Closure Script

A development environment for Google Closure Tools.

Licensed under the Apache License, Version 2.0 (the “License”); http://www.apache.org/licenses/LICENSE-2.0

Installing

Everything you need for advanced Google Closure development is available in a single .jar for the Java Virtual Machine. You may also run the tools on any Ruby platform (>=1.8.6) including JRuby (JVM), Rubinius (LLVM), and Ruby 1.9 (YARV).

It is generally easier to get started with the .jar distribution, especially under Windows. Mac OSX and most Linux will have a compatible Ruby by default.

Java (.jar)

Step 1: Download to a new folder

cd ~/empty-dir
curl -LO https://github.com/downloads/AE9RB/closure-script/closure-1.4.2.jar

Step 2: Start server from the new folder

java -jar closure-1.4.2.jar

Step 3: Open a web browser

http://localhost:8080/

Ruby (.gem)

Step 1: Install the gem

gem install closure

Step 2: Start server from a new folder

cd ~/empty-dir

Step 3: Open a web browser

http://localhost:8080/

The Closure Script Method

When you start the server for the first time in an empty folder, the home page will prompt you to install scaffolding. This includes three example projects to demonstrate soy, modules, and unobtrusive markup. Dissecting and working with these examples is the fast track to understanding The Closure Script Method.

The Server

Closure Script is a high-performance, multi-threaded web application engineered exclusively for the needs of Google Closure Javascript development.

You will be freed from the command line. All error output from the compiler will show on the Javascript console. This avoids lost time from not being in the correct log and missing an important error. Javascript compilation is done just-in-time and only when source files have changed. No need for a separate build step; just refresh the browser. Not working? Check your Javascript console. Then back to your editor.

Easy Configuration

You’ll need to supply the directories where you have source Javascript and static files. Ruby developers will recognize that Closure Script is Rack middleware. This makes it trivial to include the Closure Script build tool in a Rails application. If you’re not developing a Ruby application, your config.ru will probably never be more complex than the following:

require 'closure'
Closure.add_source '.', '/'
use Closure::Middleware, 'index'
run Rack::File.new '.'

The add_source command may be duplicated for each source Javascript folder you want to serve. The first argument is the local filesystem path, the second is the mount point for the http server. Make sure not to accidentally serve more than one copy of Closure Library per Closure Script server or you’ll get an error.

Cut-and-Paste Ruby

In practice, all you do with Ruby is adjust the arguments to compiler.jar by analyzing options on the URL query string. If you can handle conditionally appending strings to an array in Ruby, then you’re fully qualified to use Closure Script! There’s enough example code in the scaffolding to cut-and-paste your way to victory.

Demo Scripts

The Closure Script Method is to create various demo pages to drive development. You may also choose to use your main application instead of Closure Script for your demo pages.

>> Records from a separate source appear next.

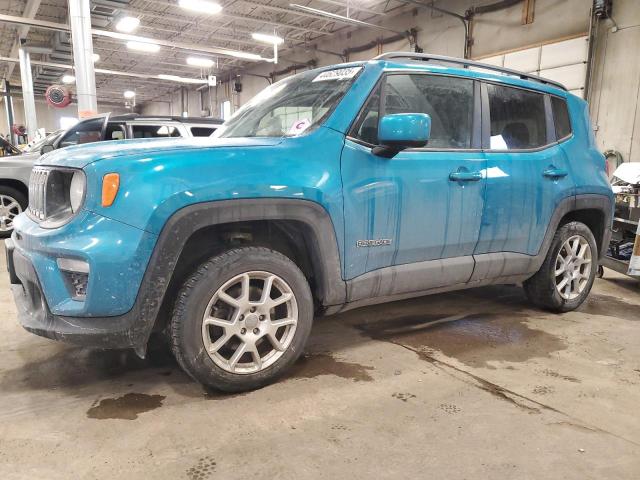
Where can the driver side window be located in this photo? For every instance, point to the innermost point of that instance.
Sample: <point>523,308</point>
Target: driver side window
<point>84,132</point>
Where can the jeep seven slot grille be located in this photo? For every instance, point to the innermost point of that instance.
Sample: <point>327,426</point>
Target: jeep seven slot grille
<point>37,193</point>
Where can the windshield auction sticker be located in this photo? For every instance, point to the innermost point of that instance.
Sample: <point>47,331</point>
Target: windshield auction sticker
<point>338,74</point>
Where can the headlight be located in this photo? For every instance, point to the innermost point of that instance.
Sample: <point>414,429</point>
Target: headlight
<point>55,195</point>
<point>76,191</point>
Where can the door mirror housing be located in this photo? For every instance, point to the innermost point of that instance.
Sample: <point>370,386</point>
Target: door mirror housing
<point>400,131</point>
<point>46,149</point>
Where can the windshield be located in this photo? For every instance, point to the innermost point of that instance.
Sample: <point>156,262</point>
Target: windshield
<point>291,106</point>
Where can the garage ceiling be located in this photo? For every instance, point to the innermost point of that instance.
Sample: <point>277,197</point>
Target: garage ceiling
<point>164,19</point>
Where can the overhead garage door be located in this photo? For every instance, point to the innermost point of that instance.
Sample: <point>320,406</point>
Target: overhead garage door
<point>564,61</point>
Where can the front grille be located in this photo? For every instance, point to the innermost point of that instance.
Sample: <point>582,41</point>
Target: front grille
<point>37,192</point>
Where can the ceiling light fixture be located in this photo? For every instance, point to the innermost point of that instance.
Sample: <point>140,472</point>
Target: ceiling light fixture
<point>201,6</point>
<point>143,46</point>
<point>200,62</point>
<point>247,55</point>
<point>270,39</point>
<point>127,24</point>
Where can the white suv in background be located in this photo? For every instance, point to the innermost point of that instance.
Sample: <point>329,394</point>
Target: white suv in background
<point>16,169</point>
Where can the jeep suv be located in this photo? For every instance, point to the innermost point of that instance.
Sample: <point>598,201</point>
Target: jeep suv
<point>339,187</point>
<point>15,172</point>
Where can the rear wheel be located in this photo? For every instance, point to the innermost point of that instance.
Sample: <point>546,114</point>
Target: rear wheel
<point>12,203</point>
<point>242,319</point>
<point>567,274</point>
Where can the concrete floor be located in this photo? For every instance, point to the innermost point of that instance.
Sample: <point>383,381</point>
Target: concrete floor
<point>466,385</point>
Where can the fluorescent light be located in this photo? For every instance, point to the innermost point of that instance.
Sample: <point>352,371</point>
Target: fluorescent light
<point>127,24</point>
<point>143,46</point>
<point>272,39</point>
<point>249,56</point>
<point>201,6</point>
<point>176,78</point>
<point>199,62</point>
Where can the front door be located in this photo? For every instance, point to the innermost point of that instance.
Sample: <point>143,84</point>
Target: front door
<point>422,204</point>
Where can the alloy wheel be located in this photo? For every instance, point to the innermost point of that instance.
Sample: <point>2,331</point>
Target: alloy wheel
<point>250,322</point>
<point>573,267</point>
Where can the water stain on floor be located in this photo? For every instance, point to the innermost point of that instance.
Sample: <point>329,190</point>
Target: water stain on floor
<point>315,365</point>
<point>126,407</point>
<point>474,339</point>
<point>610,306</point>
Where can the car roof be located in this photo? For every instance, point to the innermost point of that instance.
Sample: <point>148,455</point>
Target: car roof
<point>422,62</point>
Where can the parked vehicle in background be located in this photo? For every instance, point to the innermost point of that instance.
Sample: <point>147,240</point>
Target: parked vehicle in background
<point>14,173</point>
<point>335,188</point>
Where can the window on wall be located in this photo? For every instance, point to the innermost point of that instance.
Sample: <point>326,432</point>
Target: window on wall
<point>517,118</point>
<point>225,110</point>
<point>561,117</point>
<point>447,100</point>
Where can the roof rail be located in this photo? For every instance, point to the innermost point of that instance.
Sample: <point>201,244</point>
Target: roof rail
<point>425,57</point>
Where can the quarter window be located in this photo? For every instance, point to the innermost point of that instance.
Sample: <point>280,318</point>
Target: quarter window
<point>447,100</point>
<point>154,131</point>
<point>561,117</point>
<point>517,118</point>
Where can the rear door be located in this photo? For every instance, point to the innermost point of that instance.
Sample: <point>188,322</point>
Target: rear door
<point>527,170</point>
<point>424,203</point>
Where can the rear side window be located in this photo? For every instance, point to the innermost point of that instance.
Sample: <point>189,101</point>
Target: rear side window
<point>517,118</point>
<point>447,100</point>
<point>202,131</point>
<point>154,131</point>
<point>561,117</point>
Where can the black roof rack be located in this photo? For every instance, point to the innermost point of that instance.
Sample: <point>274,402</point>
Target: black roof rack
<point>425,57</point>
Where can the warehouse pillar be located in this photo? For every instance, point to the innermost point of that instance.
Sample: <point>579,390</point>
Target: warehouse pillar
<point>8,108</point>
<point>28,100</point>
<point>80,20</point>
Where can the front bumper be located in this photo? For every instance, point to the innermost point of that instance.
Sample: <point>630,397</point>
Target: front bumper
<point>36,317</point>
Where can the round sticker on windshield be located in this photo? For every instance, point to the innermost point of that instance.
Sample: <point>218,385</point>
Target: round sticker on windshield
<point>299,126</point>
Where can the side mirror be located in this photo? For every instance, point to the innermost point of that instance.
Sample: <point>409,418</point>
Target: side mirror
<point>46,149</point>
<point>400,131</point>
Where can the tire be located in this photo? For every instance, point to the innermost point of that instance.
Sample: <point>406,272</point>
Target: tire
<point>206,349</point>
<point>12,202</point>
<point>546,289</point>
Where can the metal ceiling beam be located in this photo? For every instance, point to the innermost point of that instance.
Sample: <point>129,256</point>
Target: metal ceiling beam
<point>30,10</point>
<point>244,18</point>
<point>127,37</point>
<point>343,19</point>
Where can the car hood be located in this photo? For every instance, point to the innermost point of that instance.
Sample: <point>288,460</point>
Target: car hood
<point>81,155</point>
<point>20,160</point>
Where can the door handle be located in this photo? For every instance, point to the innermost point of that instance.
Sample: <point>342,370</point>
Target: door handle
<point>463,176</point>
<point>553,172</point>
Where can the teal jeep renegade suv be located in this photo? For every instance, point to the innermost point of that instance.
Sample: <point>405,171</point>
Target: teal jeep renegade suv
<point>339,187</point>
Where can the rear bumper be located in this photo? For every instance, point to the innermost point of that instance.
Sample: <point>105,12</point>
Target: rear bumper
<point>36,317</point>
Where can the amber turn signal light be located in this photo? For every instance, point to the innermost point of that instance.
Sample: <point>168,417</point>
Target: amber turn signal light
<point>110,185</point>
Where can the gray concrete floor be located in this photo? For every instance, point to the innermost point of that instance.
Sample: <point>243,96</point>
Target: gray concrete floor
<point>472,384</point>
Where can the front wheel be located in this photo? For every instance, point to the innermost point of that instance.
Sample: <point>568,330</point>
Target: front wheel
<point>567,274</point>
<point>242,319</point>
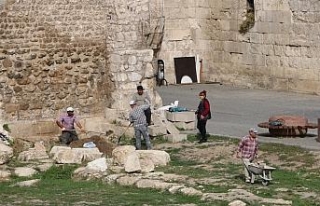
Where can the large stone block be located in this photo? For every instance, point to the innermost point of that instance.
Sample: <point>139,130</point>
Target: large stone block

Files ending with .erb are Closure Scripts and will have their embedded Ruby evaluated as they are served. Scripts may also render other Scripts and pass variables if you need that complexity. Scripts default to a MIME type of text/html so demo.erb is the same as demo.html.erb.

<html>
  <head>
    <script src='compiler.js?<%= query_string %>'></script>
  </head>

Compiler Scripts

Compilation is performed by requesting a file that generates Javascript instead of HTML. The goog.compile() function of Closure Script handles everything for you.

Note that goog.compile() does not simply call the compiler. It will monitor your source files and skip calling the compiler if everything is up to date. The Java process will remain running on a REPL so subsequent compilations don’t pay the Java startup cost. The dependency tree for all your sources is known so you can build from namespaces (–ns) as well as files (–js). Modules have been automated to find common dependencies, like plovr, and work from namespaces so you don’t need to use filenames and counts. The luxurious goog.compile() can serve up a loader for the raw, uncompiled files, even when working with modules.

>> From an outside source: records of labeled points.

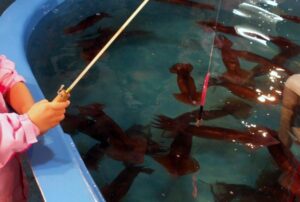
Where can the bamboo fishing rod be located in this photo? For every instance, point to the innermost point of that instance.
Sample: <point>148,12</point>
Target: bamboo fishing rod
<point>62,94</point>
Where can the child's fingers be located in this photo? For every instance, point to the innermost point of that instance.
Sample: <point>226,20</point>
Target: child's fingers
<point>60,105</point>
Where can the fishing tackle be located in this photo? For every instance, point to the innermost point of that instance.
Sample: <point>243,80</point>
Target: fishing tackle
<point>63,94</point>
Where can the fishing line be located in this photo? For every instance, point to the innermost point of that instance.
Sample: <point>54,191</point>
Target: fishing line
<point>63,95</point>
<point>207,76</point>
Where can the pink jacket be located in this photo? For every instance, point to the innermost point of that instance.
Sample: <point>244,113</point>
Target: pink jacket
<point>17,133</point>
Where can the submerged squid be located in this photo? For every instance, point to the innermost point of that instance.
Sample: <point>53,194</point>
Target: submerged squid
<point>178,161</point>
<point>116,190</point>
<point>188,92</point>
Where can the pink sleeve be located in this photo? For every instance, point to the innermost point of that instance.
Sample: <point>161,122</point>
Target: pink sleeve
<point>8,74</point>
<point>17,133</point>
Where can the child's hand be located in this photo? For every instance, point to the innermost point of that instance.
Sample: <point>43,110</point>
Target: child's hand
<point>46,115</point>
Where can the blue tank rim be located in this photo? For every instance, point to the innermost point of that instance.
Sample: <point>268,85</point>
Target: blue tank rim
<point>55,161</point>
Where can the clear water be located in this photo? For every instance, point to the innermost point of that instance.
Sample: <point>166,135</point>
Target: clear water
<point>133,81</point>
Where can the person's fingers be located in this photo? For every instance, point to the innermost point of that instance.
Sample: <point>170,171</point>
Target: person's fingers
<point>60,105</point>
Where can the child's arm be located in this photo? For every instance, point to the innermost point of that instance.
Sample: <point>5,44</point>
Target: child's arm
<point>19,131</point>
<point>17,91</point>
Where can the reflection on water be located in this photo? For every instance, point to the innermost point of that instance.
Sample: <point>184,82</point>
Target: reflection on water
<point>133,115</point>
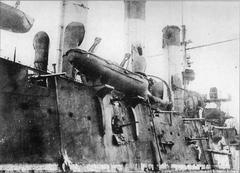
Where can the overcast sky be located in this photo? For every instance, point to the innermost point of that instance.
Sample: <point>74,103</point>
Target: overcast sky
<point>206,22</point>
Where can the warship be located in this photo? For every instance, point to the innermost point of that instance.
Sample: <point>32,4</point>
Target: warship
<point>94,115</point>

A very simple compiler.js.erb is as follows. Check the scaffold for practical examples that use the query string.

<%
args = %w{
  --compilation_level  ADVANCED_OPTIMIZATIONS
  --js_output_file     compiler_build.js
  --ns                 myapp.helloWorld
}
@response = goog.compile(args).to_response
%>

Testing

Closure Script helps with testing because it can see your data in ways that browsers are not allowed to. The alltests.js file in Closure Library is generated by a program that scans the filesystem. Here’s a replacement in Closure Script so that a manual build step never has to be executed again:

<% all_test_files = Dir.glob expand_path '**/*_test.html'
   json_strings = all_test_files.map { |x| relative_src(x).dump }
-%>var _allTests = [<%= json_strings.join(',') %>];

Since all of Ruby is at your disposal, you could even pull fixture data from SQL or a web service. Perhaps a fixture refresh happens when the developer pushes a form button. The svn.erb tool is a complex example that uses threads and a background process. You’re only limited by your imagination.